“My God and Lord,” he said with trembling voice, “accept my thanks for this happy moment, and let Thy blessing rest upon the head of this child whom Thou hast given me for my comfort.” Thereupon he bent down, kissed the boy’s forehead, and looked at him for some time with an expression of the greatest delight.
“And the mother,[3] my good woman?” he asked hastily, as if awakening from a beautiful dream.
“All is well, Herr Vice Chapelmaster,” was her reply. “The dear little woman is as lively as a fish in the water. See for yourself.”
He needed no second invitation. In three steps the happy father was in the next room. His wife, somewhat pale, smilingly stretched out both her delicate hands, which Father Mozart affectionately kissed.
“My dear wife, you have made me very happy,” he said in a tone which came straight from the heart.
“Not any happier than I feel myself,” the mother replied. “Let us both praise God for His merciful help.”
“Yes, but I must insist that you do your praising apart from each other,” interposed the woman, who stood one side with the still vigorously kicking and screaming boy in her arms. “You must withdraw at once, Herr Vice Chapelmaster, for your little wife must have some rest. You ought to be satisfied, for you have seen with your own eyes that everything has been done for the best. So go, or I shall be offended.”

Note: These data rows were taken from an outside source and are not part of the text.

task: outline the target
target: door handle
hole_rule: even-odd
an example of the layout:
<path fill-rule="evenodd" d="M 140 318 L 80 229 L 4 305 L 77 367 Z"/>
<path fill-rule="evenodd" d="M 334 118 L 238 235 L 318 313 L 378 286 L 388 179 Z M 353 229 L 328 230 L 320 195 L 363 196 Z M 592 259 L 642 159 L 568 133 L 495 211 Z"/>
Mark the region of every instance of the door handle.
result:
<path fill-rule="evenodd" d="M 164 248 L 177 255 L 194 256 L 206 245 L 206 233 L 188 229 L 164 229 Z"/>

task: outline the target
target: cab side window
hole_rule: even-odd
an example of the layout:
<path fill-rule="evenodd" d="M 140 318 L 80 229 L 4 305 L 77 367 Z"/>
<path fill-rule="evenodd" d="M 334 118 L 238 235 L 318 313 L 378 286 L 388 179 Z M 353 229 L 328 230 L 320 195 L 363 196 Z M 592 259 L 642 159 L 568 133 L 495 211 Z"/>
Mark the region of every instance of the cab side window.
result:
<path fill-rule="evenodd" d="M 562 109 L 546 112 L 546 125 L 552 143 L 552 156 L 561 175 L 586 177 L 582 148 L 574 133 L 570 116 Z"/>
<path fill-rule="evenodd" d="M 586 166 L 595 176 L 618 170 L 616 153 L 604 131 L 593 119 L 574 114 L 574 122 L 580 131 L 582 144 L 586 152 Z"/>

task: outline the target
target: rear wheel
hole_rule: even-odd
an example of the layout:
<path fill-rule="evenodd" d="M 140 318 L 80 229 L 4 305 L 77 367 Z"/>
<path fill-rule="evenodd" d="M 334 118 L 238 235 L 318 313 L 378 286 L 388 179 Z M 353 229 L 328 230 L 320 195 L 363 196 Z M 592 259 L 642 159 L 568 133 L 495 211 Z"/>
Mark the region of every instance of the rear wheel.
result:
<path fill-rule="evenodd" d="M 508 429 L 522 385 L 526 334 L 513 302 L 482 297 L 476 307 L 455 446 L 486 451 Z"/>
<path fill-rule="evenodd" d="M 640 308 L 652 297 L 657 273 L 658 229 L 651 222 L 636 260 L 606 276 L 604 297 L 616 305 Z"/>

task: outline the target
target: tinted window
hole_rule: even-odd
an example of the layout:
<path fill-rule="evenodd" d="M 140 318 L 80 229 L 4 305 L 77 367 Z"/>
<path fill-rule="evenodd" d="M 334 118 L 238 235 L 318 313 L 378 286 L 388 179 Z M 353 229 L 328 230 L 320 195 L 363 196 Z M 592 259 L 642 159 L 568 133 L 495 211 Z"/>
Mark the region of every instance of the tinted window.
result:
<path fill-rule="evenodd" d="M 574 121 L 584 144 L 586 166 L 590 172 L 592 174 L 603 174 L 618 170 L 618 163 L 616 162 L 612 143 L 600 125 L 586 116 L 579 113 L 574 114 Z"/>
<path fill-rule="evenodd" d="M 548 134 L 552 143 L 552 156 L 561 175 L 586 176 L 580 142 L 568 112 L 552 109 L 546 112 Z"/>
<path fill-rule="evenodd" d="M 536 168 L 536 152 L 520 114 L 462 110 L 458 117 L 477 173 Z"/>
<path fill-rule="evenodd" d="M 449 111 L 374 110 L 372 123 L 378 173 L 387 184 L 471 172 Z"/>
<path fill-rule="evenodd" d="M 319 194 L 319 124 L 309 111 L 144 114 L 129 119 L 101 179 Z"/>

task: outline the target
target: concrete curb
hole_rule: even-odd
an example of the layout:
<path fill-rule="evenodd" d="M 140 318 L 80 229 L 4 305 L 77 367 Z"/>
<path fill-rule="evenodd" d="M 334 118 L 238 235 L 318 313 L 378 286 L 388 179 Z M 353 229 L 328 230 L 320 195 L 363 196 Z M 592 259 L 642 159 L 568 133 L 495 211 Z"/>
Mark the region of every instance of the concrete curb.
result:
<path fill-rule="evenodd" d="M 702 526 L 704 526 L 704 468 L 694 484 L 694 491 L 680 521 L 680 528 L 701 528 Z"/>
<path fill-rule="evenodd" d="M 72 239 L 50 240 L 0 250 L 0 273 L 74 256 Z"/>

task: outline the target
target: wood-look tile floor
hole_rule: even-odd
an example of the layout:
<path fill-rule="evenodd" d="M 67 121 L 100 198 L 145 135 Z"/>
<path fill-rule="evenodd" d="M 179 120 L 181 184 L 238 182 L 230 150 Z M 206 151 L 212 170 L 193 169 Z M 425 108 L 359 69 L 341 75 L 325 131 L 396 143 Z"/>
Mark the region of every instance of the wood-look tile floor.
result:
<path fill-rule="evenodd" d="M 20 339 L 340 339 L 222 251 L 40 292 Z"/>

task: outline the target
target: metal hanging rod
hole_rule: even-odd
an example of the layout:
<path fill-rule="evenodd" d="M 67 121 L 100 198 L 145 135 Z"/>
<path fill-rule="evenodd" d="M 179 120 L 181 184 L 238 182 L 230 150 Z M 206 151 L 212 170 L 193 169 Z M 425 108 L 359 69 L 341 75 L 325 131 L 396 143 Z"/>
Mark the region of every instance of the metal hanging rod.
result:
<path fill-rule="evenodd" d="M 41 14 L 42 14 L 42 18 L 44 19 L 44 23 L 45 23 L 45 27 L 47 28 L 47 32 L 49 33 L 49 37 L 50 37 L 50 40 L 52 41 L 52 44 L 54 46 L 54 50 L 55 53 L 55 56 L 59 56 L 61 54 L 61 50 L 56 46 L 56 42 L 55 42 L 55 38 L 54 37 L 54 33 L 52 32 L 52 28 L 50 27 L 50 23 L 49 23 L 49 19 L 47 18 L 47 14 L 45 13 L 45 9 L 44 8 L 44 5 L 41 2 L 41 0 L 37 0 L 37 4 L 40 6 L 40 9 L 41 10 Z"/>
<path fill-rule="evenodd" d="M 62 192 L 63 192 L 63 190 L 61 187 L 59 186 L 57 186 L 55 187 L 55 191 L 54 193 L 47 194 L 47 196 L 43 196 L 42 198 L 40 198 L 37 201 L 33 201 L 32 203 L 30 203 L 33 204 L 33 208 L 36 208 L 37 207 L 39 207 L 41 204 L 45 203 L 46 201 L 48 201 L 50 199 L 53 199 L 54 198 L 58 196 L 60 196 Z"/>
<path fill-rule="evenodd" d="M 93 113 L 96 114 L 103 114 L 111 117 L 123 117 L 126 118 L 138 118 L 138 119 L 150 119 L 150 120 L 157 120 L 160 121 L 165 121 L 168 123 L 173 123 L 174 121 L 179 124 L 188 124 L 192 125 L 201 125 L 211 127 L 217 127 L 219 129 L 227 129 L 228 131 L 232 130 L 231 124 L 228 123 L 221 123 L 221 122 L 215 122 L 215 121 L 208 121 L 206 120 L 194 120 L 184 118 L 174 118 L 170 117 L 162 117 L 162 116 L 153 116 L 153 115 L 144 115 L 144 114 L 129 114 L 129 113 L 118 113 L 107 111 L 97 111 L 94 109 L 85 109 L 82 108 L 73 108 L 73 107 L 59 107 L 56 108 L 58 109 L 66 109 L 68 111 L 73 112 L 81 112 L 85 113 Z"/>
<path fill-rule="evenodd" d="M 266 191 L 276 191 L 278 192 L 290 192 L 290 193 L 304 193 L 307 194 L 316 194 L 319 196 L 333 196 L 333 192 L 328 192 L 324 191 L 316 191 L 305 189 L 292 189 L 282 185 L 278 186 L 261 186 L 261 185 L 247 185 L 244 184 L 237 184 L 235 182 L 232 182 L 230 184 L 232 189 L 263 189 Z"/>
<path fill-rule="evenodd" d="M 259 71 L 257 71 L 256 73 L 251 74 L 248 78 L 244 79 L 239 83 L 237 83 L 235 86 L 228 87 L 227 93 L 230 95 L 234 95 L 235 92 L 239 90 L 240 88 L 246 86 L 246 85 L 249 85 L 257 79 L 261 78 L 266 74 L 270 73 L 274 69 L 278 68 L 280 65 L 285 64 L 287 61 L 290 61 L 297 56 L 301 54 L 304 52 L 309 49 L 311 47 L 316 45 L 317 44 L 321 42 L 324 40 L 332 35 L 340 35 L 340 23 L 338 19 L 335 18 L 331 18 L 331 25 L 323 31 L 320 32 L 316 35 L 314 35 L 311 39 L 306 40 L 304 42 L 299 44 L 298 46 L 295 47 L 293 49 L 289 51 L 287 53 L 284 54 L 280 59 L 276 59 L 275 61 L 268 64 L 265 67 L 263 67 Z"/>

Father Mozart smilingly obeyed, after he had kissed his wife, and returned to his room. He could not keep quiet long, however. His heart was too full. He must relieve it in the glorious freedom of nature. He took his hat and cane, quietly slipped out of the house, and hurried through the narrow streets of Salzburg to the beautiful avenue leading to the Archbishop’s château at Heilbronn. Here he could give vent to his feelings without interruption or restraint, for the avenue was usually quiet, and frequented by only a few solitary pedestrians.
Father Mozart, ordinarily a very calm, sedate, self-possessed man, was hardly himself to-day, for by the blessing of God a wish, long and secretly cherished in his heart, had been realized. A little son had been given him. When he reflected that he would educate and instruct him, inspire him in his early years with a love for his beautiful art of music, and, with divine aid, develop him into a great musician, a thousand hymns of joy exultantly sang themselves in his heart, and his fancy painted bright pictures of the future. He was oblivious of all around him. He had no eyes for the attractions of the unsurpassably beautiful country stretching out in every direction like a blooming garden. He thought of nothing but his little son. He rubbed his hands together exultantly, muttered unintelligible words to himself, looked up with radiant glance into the blue and now cloudless sky, and so far forgot himself as to indulge in loud and joyous peals of laughter—laughing upon the public highway!—something which no one before had ever known the vice chapelmaster to do. He acted really like one completely beside himself, and so absent-mindedly, indeed, that he failed to observe a gentleman approaching him from Heilbronn, who had been watching him for some little time with a quiet smile. The new-comer stepped behind a tree trunk, and as the happy father was going by without seeing him, he came up behind him, tapped him on the shoulder, and said in good-natured banter:
“Why, why, my respected friend and vice chapelmaster Leopold Mozart, what kind of a whimsical notion are you carrying about in your pate that makes you behave on the public thoroughfares like one out of his senses? Never before in all my life have I seen you laughing and acting like this. It must be something extraordinary that has brought about such a radical change.”